In his words, however, ending Europe’s dependence on Russian fuels will not be cheap, but will require about 200 billion euros of additional investment over the next five years.

“This investment is added to the additional investment of more than €500 billion that we need to mobilise every year until 2030 if we are to meet the climate targets,” Gentiloni noted. He explained that we have a great need for investment, much of which is expected to come from the private sector.

“Our task is to create conditions and provide incentives to channel private capital in this direction. The EU taxonomy for sustainable finance is one example of how we can channel private sector investment towards innovative and environmentally friendly solutions,” Gentiloni said.

“But public sector investment will be just as important. At EU level, there are two programmes that will play a key role in this respect – the Next Generation EU and InvestEU,” the Commissioner said, explaining that the first programme is an unprecedented response to the pandemic and the need for effective recovery.

“Supporting the environmental transition is one of the key objectives of the Recovery and Sustainability Mechanism, which is at the heart of the EU’s Next Generation”, Paolo Gentiloni added.

In his words, Bulgaria has shown that it wants to make the most of this opportunity and almost 60% of its Recovery and Sustainability Plan is focused on climate goals.

“This means €3.7 billion in grants to decarbonise the energy sector, promote renewables and make buildings more energy efficient. With the green light the world gave last month, Bulgaria is now ready to implement its ambitious plan,” Gentiloni asserted, adding that the long-term component of the Recovery and Sustainability Facility remains available to finance the investments identified in the REPowerEU plan and to reduce dependence on Russian energy.

“Member States will have the opportunity to add a specific chapter to their recovery and sustainability plans for this purpose as soon as co-legislators reach agreement on the REPowerEU plan,” the Commissioner added.
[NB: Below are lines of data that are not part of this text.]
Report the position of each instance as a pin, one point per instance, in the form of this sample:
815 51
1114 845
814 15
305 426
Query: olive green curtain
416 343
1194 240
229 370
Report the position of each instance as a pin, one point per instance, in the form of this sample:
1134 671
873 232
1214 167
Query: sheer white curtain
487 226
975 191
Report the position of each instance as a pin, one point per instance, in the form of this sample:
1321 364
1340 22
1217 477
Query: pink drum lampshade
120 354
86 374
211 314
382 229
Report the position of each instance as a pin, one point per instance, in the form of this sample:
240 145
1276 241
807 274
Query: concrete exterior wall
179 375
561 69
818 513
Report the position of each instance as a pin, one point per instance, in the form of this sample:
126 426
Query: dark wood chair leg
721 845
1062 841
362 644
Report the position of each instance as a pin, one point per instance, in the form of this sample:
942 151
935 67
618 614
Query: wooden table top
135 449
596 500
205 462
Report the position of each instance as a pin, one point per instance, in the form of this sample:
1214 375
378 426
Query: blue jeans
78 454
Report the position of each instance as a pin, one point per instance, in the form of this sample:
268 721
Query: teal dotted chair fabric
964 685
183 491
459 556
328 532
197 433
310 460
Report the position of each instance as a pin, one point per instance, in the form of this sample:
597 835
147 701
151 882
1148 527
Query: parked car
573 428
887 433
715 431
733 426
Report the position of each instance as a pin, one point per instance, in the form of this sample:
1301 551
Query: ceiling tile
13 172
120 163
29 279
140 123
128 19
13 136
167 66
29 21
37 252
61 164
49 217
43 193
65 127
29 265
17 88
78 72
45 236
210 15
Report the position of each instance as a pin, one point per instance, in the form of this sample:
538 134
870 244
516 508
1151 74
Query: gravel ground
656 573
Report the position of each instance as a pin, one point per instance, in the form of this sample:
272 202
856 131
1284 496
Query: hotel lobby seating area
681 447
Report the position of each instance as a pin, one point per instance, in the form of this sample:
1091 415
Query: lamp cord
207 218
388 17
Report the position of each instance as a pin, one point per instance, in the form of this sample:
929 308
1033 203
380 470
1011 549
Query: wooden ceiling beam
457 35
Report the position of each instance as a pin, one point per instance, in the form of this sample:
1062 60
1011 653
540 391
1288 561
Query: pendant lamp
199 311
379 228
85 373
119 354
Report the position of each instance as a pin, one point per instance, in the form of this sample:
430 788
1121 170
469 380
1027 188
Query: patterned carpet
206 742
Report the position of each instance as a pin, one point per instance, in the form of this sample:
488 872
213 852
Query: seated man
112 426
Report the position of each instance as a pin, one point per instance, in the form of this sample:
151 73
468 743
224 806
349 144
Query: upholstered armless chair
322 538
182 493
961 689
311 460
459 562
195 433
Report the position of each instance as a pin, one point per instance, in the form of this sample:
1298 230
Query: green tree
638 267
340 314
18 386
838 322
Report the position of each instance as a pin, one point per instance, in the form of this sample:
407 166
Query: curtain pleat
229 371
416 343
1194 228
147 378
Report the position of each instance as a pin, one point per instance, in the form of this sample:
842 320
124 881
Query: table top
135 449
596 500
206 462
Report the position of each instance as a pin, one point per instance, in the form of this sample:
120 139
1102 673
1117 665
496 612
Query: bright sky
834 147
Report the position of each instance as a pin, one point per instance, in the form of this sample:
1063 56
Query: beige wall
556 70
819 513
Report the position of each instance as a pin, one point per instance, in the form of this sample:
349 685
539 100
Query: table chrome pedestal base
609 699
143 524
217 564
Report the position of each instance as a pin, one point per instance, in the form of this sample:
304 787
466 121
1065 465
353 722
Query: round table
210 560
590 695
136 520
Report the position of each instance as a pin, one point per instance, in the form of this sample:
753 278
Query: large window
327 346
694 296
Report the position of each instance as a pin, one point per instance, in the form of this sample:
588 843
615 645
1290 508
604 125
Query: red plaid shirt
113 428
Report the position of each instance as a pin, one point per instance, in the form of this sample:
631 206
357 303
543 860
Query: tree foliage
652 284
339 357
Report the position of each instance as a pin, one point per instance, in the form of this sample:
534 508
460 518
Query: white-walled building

He explained that the InvestEU programme is the second pillar and will use a guarantee from the EU budget to mobilise public and private funding through the European Investment Bank and other implementing partners. The programme is the successor of the European Fund for Strategic Investments or the so-called “Juncker Plan”, which has proved very successful in Bulgaria.

“The country ranked third in total investment as a share of GDP as a result of the plan. I am confident that the new InvestEU programme will be just as successful,” the EU Commissioner for Financial Affairs said and said that he would look forward to working with the Bulgarian Development Bank.
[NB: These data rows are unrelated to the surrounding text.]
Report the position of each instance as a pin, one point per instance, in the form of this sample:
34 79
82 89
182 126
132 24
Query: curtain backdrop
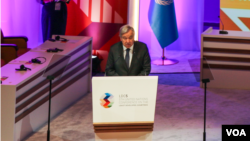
22 18
189 15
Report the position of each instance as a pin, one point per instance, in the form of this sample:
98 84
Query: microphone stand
50 78
205 81
222 31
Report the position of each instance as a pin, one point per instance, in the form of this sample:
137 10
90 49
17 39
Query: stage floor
178 117
189 61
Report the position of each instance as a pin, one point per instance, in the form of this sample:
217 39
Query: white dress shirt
130 53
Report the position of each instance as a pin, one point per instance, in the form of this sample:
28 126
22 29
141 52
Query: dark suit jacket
140 64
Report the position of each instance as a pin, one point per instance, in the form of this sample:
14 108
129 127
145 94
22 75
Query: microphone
141 64
58 38
112 64
37 61
54 50
222 31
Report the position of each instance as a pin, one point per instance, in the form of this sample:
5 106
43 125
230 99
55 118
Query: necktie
127 57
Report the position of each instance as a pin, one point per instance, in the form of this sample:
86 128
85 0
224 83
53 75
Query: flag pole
164 61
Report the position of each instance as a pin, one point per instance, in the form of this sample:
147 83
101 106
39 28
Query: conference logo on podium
164 2
107 100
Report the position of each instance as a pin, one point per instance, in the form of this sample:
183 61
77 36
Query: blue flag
162 20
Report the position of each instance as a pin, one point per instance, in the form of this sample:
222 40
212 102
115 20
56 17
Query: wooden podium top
210 32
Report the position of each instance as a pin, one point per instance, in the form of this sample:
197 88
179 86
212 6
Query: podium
124 103
228 58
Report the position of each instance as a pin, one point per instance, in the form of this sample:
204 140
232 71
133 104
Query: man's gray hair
124 29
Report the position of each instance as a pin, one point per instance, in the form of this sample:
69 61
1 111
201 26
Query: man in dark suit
128 57
54 18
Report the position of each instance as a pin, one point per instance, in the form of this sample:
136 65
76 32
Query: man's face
128 39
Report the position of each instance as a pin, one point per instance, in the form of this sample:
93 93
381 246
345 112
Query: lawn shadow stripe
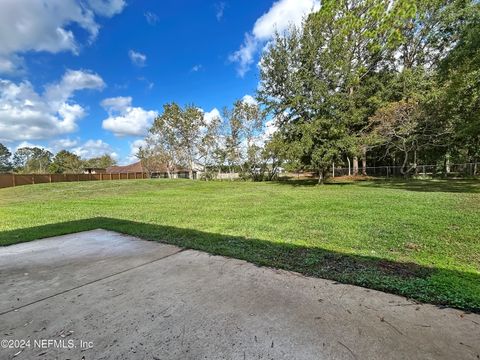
415 281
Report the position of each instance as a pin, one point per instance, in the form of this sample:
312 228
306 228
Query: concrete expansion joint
89 283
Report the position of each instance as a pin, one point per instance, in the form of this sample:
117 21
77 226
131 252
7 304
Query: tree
32 160
209 151
245 121
458 102
309 77
177 134
5 163
402 127
273 155
188 127
101 162
153 156
66 162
“As you can see, at the EU level we are presenting very significant amounts to stimulate the Green Deal. And we must be ready to consider new joint initiatives in the future,” Gentiloni appealed, adding:

“It is clear, however, that the implementation of the Green Deal will also require greater public investment, financed from national budgets. To this end, I believe we need to adapt our common fiscal rules to the challenges of the new economic and geopolitical realities”, the Commissioner was adamant.

He reported that the proposals will be presented after the end of the summer.
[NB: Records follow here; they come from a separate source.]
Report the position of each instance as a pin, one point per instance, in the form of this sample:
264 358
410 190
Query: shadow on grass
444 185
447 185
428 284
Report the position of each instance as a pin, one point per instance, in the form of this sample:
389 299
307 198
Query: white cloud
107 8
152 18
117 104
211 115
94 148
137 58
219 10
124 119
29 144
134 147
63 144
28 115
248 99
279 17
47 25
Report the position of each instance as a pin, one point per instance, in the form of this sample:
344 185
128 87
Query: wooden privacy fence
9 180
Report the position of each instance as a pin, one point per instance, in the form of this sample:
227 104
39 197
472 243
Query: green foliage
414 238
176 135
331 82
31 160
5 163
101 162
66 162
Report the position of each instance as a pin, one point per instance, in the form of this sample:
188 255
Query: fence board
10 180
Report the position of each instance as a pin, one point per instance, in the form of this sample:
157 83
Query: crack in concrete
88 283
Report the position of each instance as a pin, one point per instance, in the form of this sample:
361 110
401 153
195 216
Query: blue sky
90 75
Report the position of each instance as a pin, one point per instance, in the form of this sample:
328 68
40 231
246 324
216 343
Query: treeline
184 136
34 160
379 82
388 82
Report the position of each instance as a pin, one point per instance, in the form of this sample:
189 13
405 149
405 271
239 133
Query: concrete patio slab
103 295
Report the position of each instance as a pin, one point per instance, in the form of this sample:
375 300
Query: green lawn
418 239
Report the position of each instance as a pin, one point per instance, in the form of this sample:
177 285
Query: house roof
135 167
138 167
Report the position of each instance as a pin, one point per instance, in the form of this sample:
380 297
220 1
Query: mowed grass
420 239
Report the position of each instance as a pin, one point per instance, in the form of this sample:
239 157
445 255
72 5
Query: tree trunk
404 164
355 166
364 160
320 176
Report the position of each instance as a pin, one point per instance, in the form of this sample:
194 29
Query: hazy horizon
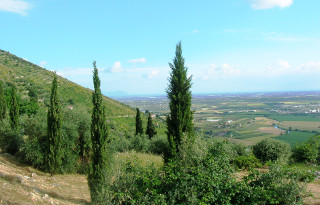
229 46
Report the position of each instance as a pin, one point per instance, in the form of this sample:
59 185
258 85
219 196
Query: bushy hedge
272 150
246 162
201 179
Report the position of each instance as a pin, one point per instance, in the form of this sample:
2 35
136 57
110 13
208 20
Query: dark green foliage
307 152
84 142
139 128
199 180
35 146
54 132
10 139
3 104
151 130
278 186
99 135
140 143
69 146
179 121
228 149
14 109
246 162
204 178
159 145
272 150
29 107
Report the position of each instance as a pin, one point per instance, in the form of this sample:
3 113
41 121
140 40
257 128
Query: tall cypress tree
139 128
151 130
54 132
14 109
179 121
98 171
3 104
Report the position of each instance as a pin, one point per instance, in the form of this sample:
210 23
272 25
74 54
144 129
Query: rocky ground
21 184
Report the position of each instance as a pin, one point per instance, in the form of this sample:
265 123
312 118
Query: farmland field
247 118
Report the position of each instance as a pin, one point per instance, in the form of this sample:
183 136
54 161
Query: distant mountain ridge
24 74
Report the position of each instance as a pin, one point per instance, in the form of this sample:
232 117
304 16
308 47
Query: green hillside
27 76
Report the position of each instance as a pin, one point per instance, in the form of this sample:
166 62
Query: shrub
230 150
246 162
140 143
272 150
159 145
34 147
277 186
10 140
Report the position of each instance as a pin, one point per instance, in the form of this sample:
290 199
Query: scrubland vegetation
130 161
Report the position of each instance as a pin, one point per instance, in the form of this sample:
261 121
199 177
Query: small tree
151 130
179 121
98 169
54 132
139 128
3 104
14 109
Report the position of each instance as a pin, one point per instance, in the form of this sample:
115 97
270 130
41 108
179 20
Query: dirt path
20 184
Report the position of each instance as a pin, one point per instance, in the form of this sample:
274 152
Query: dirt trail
20 184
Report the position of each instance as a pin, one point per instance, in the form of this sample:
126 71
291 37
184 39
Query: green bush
272 150
10 140
230 150
246 162
278 186
120 143
35 129
159 145
140 143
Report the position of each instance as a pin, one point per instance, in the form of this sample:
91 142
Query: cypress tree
99 133
139 128
14 109
151 130
54 132
179 120
3 104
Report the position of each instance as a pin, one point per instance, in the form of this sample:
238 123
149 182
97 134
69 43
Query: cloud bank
15 6
269 4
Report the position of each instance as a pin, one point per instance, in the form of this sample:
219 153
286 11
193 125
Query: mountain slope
27 76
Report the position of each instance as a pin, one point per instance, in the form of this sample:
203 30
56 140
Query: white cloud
279 37
284 64
116 67
75 72
138 60
220 71
15 6
42 63
268 4
153 73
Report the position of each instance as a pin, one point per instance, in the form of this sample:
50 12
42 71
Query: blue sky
228 45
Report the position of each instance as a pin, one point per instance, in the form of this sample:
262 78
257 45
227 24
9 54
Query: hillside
27 76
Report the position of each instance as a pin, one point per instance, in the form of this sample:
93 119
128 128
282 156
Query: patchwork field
248 118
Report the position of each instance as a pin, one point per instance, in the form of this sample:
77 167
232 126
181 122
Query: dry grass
20 184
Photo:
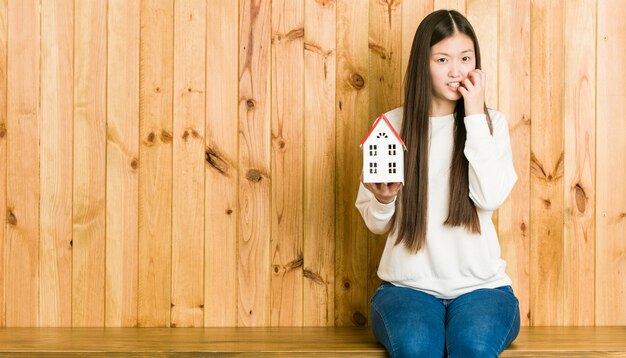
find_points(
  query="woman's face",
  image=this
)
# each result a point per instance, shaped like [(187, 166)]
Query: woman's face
[(451, 59)]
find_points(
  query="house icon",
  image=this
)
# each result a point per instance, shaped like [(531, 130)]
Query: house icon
[(383, 154)]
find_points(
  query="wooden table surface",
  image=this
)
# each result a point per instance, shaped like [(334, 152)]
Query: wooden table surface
[(532, 342)]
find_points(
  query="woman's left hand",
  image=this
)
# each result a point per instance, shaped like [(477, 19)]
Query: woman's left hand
[(473, 91)]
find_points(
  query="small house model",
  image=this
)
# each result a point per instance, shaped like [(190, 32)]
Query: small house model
[(383, 154)]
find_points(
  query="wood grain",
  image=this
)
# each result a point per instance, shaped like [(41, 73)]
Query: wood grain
[(89, 206), (297, 341), (385, 94), (3, 153), (221, 212), (610, 166), (156, 68), (353, 121), (286, 288), (320, 62), (55, 254), (546, 167), (579, 181), (188, 157), (23, 160), (483, 15), (458, 5), (254, 163), (513, 82), (122, 156)]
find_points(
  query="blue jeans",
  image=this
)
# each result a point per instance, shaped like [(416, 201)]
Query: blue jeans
[(411, 323)]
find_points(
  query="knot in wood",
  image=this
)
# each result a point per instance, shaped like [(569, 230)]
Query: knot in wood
[(166, 137), (357, 81), (250, 104), (581, 199), (254, 175), (359, 319), (151, 137), (11, 219)]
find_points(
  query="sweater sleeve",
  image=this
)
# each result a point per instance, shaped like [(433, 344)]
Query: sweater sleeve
[(491, 171), (377, 216)]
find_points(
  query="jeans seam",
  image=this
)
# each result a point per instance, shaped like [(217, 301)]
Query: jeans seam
[(508, 331), (384, 319)]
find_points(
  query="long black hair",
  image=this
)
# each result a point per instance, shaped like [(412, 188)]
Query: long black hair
[(412, 206)]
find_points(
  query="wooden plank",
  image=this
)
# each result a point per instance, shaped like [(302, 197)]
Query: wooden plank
[(483, 15), (188, 180), (458, 5), (254, 163), (320, 58), (413, 12), (23, 125), (156, 67), (3, 153), (196, 342), (290, 342), (90, 67), (220, 284), (286, 162), (385, 94), (579, 180), (55, 254), (546, 182), (513, 98), (353, 121), (611, 166), (122, 163)]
“Implementing the Green Transition and ending our dependence on Russia will not be easy. And we are well aware that for some regions and some industries it will be even harder. That is why we always stress that the transition must be fair. But I also believe that if we remain united and resolute, as we have been during the pandemic and the last three months, we will succeed,” Paolo Gentiloni added and concluded his speech with a quote from Prime Minister Kiril Petkov:

“If the most Russia-dependent country with the lowest GDP per capita in the EU can afford to oppose Putin, then everyone should be able to oppose Putin.”